He always carried a decrepit copy of Fear and Loathing in Las Vegas or American Psycho in the torn lining of his black overcoat. He wanted to be in a band and kill himself when he was eighteen.

Helen absolutely hated him.

He was always calling her, and whenever he did, Mum would speak to him on the phone and lie through her teeth as to Helen's whereabouts. She would say something like "No, Helen's missing, presumed drunk" while Helen stood in the hall looking at Mum, waving her arms frantically and mouthing "Tell him I'm dead."

After Mum had hung up the phone she would shout at Helen.

"I'm not doing any more lying for you. I'm putting my immortal soul in peril. And why won't you talk to him? He's a nice lad."

"He's an asshole," Helen would reply.

"He's just shy," Mum would say in his defense.

"He's an asshole," Helen would maintain, louder this time.

On occasions like Valentine's Day or Helen's birthday, at least one bunch of black roses would be delivered from him. Handmade cards would come in the post with very graphic pictures of shattered hearts and blood, or a single red teardrop. Terribly symbolic.

There was a time when you couldn't go into our kitchen without finding Jim in there, still wearing the long black coat and talking to Mum. Mum had become his best friend. His only ally in his quest to win Helen's heart.
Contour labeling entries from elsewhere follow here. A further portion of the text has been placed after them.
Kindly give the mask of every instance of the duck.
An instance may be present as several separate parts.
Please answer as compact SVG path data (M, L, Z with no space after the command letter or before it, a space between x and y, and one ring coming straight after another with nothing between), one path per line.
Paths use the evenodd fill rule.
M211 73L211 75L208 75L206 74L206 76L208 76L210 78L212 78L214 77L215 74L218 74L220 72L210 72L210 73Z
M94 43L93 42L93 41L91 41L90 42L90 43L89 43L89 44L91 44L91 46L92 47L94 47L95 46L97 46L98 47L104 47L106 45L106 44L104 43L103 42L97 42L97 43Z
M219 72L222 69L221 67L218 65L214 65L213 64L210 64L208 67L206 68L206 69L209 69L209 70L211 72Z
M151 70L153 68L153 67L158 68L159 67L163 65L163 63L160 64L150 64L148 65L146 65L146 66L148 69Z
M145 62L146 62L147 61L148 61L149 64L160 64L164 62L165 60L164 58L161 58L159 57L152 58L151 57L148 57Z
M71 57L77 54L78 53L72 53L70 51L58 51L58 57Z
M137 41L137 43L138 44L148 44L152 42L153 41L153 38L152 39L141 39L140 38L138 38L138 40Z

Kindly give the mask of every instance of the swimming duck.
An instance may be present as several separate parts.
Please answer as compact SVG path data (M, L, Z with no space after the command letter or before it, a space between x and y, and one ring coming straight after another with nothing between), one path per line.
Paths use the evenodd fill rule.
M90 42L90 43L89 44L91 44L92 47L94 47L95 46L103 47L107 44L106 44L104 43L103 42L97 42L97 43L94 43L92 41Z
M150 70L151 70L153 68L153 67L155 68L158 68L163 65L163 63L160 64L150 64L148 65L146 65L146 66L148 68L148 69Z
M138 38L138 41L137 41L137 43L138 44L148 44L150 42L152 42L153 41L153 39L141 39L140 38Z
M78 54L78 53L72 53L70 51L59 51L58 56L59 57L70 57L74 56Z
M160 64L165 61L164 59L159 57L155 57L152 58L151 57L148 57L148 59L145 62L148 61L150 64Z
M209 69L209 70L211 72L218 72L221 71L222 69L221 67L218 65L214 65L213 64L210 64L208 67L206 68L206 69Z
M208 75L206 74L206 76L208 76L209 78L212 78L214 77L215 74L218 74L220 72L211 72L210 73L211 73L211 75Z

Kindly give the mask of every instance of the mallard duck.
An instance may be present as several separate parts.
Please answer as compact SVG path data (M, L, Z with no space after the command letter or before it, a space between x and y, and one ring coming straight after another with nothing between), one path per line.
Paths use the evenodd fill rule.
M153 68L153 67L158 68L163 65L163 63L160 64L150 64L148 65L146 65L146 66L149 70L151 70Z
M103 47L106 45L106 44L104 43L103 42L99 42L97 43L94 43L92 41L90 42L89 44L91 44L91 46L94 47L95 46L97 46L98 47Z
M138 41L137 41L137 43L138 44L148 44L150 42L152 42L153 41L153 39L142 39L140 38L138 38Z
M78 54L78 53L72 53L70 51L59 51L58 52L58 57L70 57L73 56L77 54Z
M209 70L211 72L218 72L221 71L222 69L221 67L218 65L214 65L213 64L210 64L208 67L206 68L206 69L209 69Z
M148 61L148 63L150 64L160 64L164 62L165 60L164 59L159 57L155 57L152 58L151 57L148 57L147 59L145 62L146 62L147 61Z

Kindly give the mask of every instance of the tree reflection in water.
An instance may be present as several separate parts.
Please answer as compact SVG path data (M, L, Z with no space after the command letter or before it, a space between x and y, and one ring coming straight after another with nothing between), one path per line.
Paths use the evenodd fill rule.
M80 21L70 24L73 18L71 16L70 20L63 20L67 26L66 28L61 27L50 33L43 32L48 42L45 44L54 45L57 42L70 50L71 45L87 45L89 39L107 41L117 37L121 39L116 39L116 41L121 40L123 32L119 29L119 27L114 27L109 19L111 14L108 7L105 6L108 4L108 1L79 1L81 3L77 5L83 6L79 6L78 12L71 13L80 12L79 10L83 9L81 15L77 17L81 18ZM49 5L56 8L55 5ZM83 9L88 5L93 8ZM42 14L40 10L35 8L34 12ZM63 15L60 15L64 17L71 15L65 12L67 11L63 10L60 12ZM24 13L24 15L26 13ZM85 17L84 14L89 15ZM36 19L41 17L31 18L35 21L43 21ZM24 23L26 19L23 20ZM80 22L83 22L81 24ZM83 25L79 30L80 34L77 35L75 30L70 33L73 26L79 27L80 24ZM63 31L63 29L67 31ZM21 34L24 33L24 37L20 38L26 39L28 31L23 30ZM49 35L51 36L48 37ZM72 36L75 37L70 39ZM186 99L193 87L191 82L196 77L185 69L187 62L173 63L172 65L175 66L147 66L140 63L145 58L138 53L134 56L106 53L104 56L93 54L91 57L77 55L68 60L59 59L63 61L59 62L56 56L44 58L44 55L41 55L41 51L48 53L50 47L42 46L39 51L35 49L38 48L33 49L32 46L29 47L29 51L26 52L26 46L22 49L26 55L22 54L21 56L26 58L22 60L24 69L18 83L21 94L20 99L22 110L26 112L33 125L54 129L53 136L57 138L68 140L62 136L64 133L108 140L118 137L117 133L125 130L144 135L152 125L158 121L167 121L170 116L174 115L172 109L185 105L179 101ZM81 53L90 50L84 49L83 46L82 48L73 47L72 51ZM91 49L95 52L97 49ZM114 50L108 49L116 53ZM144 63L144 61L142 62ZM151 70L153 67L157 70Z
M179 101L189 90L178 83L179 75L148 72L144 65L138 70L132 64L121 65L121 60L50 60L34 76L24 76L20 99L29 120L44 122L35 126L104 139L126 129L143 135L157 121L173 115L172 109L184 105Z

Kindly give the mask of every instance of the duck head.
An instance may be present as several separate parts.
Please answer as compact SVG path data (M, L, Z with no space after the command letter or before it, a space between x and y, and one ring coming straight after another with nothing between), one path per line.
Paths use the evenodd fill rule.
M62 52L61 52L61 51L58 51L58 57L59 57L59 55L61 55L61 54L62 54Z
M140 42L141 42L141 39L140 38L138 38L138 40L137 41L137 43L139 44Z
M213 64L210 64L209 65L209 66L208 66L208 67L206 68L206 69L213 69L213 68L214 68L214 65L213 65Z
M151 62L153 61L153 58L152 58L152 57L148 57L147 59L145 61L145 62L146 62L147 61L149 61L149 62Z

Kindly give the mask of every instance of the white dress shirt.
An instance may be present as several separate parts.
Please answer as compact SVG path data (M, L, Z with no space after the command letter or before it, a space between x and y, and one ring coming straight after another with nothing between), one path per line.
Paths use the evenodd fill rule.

Most of Helen's would-be boyfriends spent far more time with Mum than they ever did with Helen.

Dad hated him. Possibly even more than Helen did.

I think he felt disappointed by Jim.

Because Dad was so starved of male company he had hoped to do a bit of male bonding with him, what with Jim being a more or less permanent fixture in the kitchen along with the oven and the refrigerator.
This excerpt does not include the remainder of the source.